Mixed with the braying of livestock and the welcome laughter of children, a new sound swirls above the village of Nakupurat in Kenya these days. It is the steady creaking of a windmill. For villager Ekiru Ewoi and the 2,000 residents here, it is a sound that reminds them daily that the hard days of thirst have passed.

"When the windmill was broken, we were going to the river," Ekiru says. "That took the whole day, from morning to evening, to get water."

Like many in Kenya's Isiolo District today, the villagers of Nakupurat have been hit by the drought gripping the country. More than three million people across Kenya are directly affected, many of them pastoralists like Ekiru whose lives depend on the grasses their livestock need to stay healthy.

Staying alive became more difficult in 2009, when the windmill that pumps water from a well in Nakupurat broke. With the next closest water source miles away in the muddy waters of the Ewaso Nyiro River, the effect on Nakupurat was catastrophic. Young men herded their livestock to greener pastures and the village school closed, forcing children to walk nearly seven miles each way to attend class at a neighboring school. Elders like Ekiru, too old to join the young men in their search for forage, struggled each day to make the arduous journey to the river.
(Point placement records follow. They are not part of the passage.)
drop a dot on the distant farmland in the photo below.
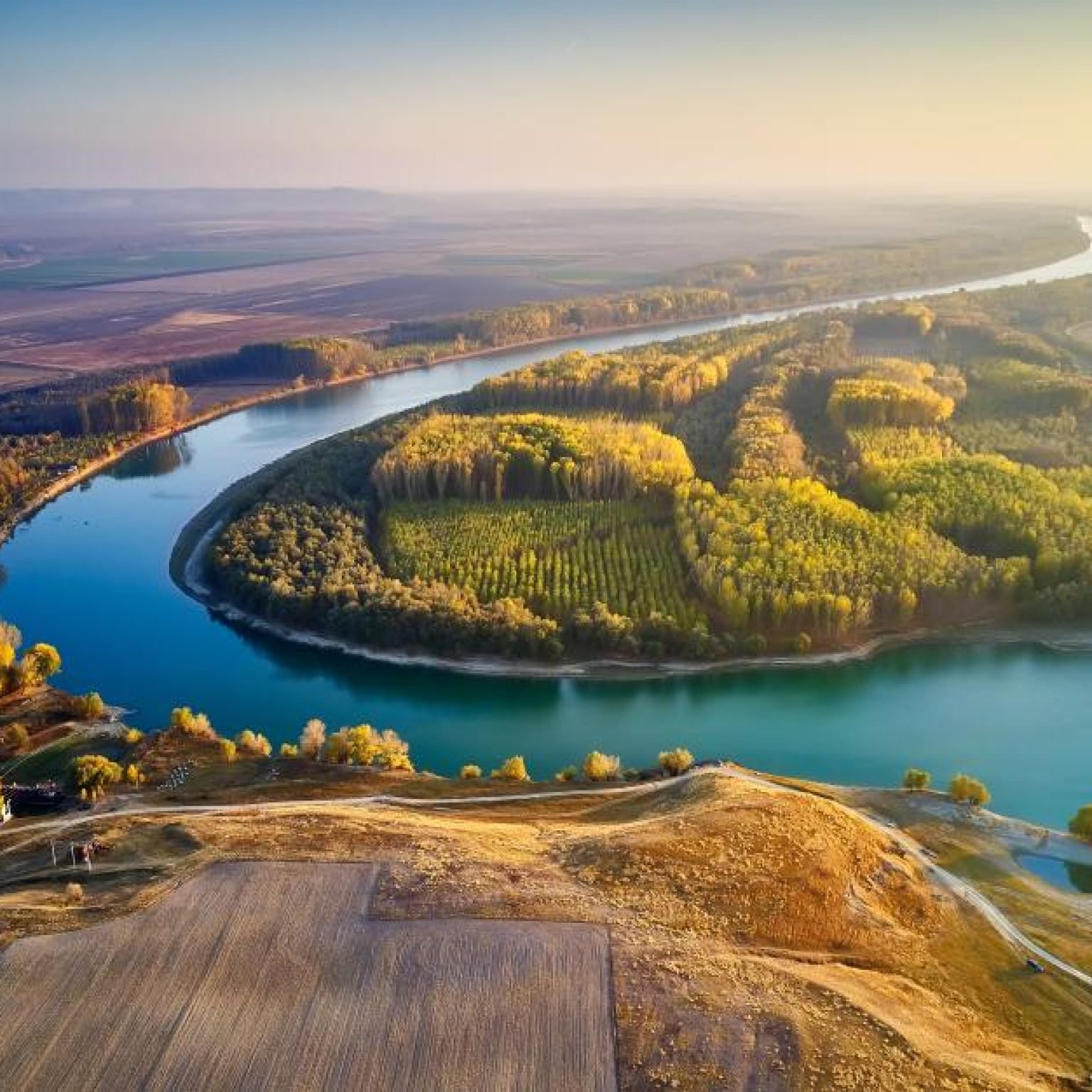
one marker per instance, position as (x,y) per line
(271,975)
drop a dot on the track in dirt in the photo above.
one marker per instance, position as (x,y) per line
(261,975)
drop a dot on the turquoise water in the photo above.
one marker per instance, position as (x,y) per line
(1067,875)
(90,574)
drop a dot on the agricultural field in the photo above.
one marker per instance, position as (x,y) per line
(263,975)
(106,279)
(696,934)
(560,557)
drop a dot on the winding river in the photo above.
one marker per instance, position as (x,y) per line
(90,574)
"I used to take the livestock to the river myself," Ekiru says. "I was becoming very tired on those trips, and I was suffering from hunger and joint pain."

But in July 2011, the blades of Nakupurat's windmill began spinning again, thanks to Catholic Relief Services and its partner agency, the Vicariate Apostolic of Isiolo. Together, they're rehabilitating 27 water sources across the Isiolo District. It's all part of the 6-month Isiolo Emergency Response project. Through it, the relief service is rehabilitating sand dams, shallow wells and the Nakupurat windmill as a way to provide immediate relief for Kenyans affected by drought.

For the villagers of Nakupurat, the effect has been dramatic. With clean water readily available, villagers wash more often and report that ailments common in areas of drought, such as diarrhea and worms, are greatly reduced. For the livestock on which these pastoralists depend, easy access to water has had an equally dramatic effect.

"Now that we are not going far away to get water, we are just able to stay near here," Ekiru says. "The livestock were getting tired and weak when they were walking long distances. But now we see they are growing strong."

He used to spend eight hours each day herding his goats to water. Now, Ekiru says he has an easy 30-minute walk. With his free time, Ekiru volunteers to look after the windmill and the attached distribution points for washing, drinking and watering livestock. Through the project, Catholic Relief Services will soon begin educating villagers on how to set up a fund to maintain the windmill.

Meanwhile, Ekiru and the villagers of Nakupurat are facing the dry season with a grim acceptance, tempered by the faith they have in their newly functional windmill. Looking out over the parched landscape around the village, Ekiru offers to the small group gathered to fetch water a simple lesson on local history.

"I have not seen drought like this for years," Ekiru says.